The FTC said Microsoft and Activision — the publisher behind franchises such as Call of Duty, Diablo, and Warcraft — had indicated that the deal could be confirmed as early as this Friday and so has asked a federal judge to block any final agreement before then, Reuters reported.
Microsoft and the FTC have a hearing about the deal on August 2, but the regulator is worried that Microsoft may attempt to close it before then. “Both a temporary restraining order and a preliminary injunction are necessary because Microsoft and Activision have represented that they may consummate the proposed acquisition at any time,” the FTC says in the filing. The regulator added that if the deal goes through before its own hearing on the matter in early August, then it would be difficult to undo.
A delay would also mean that Microsoft’s appeal to the U.K.’s Competition and Markets Authority, which blocked the deal in April over concerns that it could negatively impact the nascent cloud gaming market, would be heard before the deal’s July 18 deadline. European Commission regulators gave the deal the nod in May, saying it was happy with Microsoft’s reassurances over antitrust concerns linked to cloud gaming.

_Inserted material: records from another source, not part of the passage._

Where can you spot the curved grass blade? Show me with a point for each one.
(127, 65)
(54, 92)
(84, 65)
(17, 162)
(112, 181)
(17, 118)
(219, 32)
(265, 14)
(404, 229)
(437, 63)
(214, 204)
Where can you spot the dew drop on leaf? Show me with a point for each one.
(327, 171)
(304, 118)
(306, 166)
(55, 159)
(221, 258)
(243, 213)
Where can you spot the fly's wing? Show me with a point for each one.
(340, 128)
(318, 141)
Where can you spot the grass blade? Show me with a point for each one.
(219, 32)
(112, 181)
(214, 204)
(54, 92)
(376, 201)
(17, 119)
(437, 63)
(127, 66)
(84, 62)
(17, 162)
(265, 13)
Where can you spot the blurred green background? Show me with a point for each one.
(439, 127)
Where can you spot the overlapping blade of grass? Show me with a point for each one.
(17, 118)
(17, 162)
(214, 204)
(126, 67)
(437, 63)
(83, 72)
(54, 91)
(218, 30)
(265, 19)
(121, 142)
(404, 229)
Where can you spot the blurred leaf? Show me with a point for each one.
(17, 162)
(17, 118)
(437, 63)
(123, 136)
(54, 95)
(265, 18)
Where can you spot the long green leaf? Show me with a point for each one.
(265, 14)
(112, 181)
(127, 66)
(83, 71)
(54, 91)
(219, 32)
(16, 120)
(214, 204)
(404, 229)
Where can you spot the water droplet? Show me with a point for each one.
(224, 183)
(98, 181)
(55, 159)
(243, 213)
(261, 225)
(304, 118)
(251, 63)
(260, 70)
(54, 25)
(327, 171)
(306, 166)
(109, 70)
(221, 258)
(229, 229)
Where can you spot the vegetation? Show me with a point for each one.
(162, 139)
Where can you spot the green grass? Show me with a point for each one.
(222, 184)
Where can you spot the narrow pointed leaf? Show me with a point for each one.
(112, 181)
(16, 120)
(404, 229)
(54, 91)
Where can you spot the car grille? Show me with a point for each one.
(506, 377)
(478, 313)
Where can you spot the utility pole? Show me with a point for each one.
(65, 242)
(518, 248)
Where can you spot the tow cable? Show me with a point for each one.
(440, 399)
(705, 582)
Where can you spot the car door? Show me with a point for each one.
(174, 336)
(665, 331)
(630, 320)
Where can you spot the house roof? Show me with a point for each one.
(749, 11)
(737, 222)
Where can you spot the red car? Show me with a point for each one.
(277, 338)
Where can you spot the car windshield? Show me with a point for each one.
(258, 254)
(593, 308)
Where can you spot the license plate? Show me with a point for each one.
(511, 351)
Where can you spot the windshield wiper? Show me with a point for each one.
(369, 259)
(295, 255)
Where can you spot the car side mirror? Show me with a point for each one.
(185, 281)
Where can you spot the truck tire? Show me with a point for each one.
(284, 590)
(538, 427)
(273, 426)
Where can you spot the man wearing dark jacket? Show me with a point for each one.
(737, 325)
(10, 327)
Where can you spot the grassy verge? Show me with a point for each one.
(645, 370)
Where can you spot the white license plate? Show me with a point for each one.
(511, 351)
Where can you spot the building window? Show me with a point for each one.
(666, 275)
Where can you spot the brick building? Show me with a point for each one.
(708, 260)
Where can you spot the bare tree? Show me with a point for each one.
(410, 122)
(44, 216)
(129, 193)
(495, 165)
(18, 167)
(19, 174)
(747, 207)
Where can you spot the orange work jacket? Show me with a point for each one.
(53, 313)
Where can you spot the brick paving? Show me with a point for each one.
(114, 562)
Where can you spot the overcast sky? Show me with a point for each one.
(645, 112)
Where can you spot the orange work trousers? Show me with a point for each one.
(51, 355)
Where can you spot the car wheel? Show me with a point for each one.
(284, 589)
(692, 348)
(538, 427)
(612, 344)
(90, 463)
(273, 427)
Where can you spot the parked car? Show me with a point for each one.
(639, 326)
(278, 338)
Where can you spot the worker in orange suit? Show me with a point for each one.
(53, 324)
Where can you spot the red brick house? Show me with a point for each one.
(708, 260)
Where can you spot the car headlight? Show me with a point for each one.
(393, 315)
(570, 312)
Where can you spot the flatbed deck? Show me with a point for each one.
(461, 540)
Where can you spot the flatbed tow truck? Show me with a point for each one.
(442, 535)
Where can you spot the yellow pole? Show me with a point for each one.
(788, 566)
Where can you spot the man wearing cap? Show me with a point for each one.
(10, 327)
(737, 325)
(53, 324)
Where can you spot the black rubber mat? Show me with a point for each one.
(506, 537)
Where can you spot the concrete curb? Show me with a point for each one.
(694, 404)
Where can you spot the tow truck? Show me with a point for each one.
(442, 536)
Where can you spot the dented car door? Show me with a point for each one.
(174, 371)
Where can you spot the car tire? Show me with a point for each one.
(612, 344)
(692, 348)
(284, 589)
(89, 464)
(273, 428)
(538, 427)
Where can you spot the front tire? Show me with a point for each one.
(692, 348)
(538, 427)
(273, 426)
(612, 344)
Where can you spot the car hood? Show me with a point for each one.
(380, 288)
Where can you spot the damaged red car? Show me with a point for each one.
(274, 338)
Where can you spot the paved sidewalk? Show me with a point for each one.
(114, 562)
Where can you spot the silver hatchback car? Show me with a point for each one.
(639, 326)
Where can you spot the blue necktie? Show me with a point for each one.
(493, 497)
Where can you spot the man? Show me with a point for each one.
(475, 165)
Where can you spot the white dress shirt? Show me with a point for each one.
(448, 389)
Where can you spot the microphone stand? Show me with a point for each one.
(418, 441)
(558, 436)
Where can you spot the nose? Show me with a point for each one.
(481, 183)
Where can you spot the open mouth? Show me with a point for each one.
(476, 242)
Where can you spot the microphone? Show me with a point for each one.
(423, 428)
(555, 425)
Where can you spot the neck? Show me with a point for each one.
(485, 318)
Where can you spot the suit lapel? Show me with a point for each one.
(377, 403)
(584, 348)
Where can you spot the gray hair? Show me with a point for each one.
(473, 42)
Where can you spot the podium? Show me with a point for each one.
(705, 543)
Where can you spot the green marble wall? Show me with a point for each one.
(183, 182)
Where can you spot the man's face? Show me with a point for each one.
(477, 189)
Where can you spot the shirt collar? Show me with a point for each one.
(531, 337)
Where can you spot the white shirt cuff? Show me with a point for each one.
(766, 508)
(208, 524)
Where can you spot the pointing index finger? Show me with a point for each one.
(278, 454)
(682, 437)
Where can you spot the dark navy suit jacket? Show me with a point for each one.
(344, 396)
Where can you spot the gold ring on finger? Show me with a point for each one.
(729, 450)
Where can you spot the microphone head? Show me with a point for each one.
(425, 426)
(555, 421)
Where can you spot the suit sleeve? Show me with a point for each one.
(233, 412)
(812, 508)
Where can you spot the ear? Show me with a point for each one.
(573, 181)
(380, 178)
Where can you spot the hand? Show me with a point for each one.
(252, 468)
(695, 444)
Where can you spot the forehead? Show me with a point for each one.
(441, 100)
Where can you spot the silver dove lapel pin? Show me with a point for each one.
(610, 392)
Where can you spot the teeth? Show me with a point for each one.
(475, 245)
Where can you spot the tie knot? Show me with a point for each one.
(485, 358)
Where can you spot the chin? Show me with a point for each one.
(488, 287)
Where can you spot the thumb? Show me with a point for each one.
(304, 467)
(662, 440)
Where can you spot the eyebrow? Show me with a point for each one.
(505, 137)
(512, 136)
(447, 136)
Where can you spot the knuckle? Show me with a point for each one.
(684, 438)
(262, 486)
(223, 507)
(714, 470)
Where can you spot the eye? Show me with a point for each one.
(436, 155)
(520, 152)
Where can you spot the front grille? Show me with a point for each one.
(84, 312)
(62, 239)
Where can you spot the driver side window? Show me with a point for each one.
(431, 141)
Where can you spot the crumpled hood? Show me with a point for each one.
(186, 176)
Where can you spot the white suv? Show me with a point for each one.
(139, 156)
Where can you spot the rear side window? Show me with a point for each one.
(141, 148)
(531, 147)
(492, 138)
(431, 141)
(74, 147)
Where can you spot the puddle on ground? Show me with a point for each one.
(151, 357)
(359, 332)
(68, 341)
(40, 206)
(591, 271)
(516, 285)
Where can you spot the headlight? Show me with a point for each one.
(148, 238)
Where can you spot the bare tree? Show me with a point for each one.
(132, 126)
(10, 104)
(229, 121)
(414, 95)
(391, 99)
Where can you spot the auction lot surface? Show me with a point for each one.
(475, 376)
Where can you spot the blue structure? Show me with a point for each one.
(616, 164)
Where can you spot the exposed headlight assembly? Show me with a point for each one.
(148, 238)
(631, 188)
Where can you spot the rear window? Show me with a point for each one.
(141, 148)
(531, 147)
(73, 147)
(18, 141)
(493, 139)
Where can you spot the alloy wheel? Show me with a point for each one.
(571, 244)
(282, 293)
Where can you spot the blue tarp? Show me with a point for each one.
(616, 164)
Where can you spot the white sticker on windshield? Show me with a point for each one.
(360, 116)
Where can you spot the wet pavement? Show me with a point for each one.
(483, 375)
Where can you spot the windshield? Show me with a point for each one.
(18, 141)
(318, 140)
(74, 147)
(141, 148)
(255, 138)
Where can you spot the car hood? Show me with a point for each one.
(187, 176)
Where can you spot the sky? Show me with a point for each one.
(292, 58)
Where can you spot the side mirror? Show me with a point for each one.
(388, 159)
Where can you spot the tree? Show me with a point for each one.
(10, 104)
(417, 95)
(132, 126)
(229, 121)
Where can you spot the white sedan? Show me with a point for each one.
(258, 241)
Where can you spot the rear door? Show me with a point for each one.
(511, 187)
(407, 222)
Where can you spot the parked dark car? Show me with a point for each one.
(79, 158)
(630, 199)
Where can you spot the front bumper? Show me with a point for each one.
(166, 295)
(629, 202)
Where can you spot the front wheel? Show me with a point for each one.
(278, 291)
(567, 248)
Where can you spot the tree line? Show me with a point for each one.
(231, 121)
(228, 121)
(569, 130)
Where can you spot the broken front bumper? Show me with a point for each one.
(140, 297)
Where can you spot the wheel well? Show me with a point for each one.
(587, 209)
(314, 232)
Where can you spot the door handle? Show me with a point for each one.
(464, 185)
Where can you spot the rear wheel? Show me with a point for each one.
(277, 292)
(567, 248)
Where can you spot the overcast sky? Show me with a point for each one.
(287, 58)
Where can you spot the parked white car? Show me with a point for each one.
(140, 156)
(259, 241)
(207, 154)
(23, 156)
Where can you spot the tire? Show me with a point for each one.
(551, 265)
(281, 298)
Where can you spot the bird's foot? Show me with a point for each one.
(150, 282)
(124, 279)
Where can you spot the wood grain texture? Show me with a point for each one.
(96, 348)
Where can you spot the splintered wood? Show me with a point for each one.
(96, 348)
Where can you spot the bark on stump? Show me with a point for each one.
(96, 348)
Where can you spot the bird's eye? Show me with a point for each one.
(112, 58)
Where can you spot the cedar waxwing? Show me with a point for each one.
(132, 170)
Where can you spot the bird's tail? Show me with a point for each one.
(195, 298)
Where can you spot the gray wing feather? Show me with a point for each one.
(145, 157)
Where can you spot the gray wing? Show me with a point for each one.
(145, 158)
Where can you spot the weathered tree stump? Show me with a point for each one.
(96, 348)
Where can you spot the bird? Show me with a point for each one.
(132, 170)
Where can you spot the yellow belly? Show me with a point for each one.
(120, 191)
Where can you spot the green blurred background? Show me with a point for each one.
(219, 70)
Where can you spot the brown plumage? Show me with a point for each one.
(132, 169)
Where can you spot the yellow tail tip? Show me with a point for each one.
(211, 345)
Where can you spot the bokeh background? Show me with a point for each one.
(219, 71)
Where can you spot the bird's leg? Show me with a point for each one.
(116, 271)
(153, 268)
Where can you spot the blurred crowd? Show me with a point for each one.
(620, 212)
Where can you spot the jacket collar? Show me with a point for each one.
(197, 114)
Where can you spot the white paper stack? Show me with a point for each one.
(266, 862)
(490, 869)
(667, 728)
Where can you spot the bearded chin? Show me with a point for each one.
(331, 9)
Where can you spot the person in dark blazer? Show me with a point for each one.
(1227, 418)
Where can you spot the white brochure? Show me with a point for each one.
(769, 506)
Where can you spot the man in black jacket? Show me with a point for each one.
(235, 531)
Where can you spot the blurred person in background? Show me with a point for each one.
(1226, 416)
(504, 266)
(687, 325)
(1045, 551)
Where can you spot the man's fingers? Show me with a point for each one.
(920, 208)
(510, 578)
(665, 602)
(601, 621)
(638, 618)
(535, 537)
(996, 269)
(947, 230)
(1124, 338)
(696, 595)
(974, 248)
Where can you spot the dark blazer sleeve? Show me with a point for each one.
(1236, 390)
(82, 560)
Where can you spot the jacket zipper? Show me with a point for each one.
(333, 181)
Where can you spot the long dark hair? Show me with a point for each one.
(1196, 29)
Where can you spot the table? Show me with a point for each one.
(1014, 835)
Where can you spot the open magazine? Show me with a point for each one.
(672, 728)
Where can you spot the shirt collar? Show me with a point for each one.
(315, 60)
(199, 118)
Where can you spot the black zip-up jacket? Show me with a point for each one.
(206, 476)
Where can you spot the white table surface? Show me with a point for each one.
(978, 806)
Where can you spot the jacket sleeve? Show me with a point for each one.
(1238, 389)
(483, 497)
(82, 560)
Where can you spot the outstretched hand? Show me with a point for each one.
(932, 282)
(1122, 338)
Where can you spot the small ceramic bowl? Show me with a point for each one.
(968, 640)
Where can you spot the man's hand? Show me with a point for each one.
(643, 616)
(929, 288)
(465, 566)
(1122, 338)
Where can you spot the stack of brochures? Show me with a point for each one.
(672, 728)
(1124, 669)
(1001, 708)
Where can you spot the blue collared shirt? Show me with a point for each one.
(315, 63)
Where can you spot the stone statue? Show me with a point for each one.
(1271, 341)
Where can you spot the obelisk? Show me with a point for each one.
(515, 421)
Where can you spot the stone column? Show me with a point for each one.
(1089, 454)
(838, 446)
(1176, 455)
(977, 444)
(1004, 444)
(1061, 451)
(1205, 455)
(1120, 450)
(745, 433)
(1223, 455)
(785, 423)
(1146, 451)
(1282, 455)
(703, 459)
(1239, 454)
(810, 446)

The proposed $69 billion deal would be Microsoft’s priciest acquisition and the biggest-ever in the video game industry, but the FTC isn’t happy about it.
The regulator has concerns that a Microsoft-owned Activision would give the computer giant an unfair advantage over rivals, and as a consequence moved to block the deal in December 2022.
The FTC’s filing with a California court on Monday describes Microsoft as having the “ability and increased incentive to withhold or degrade Activision’s content in ways that substantially lessen competition, including competition on product, quality, and innovation.”
In real terms, that could mean Microsoft preventing popular Activision titles from launching on the Sony PlayStation, or, if it did launch, offering fewer features than the version for Microsoft’s Xbox.
Microsoft insists that taking over Activision would be advantageous for both the gaming industry and gamers, and has even offered to put its name to a legal document that promises the availability of games like Call of Duty to other consoles for a decade.
If Microsoft fails in its bid to acquire Activision Blizzard, it could face a termination fee of as much as $3 billion.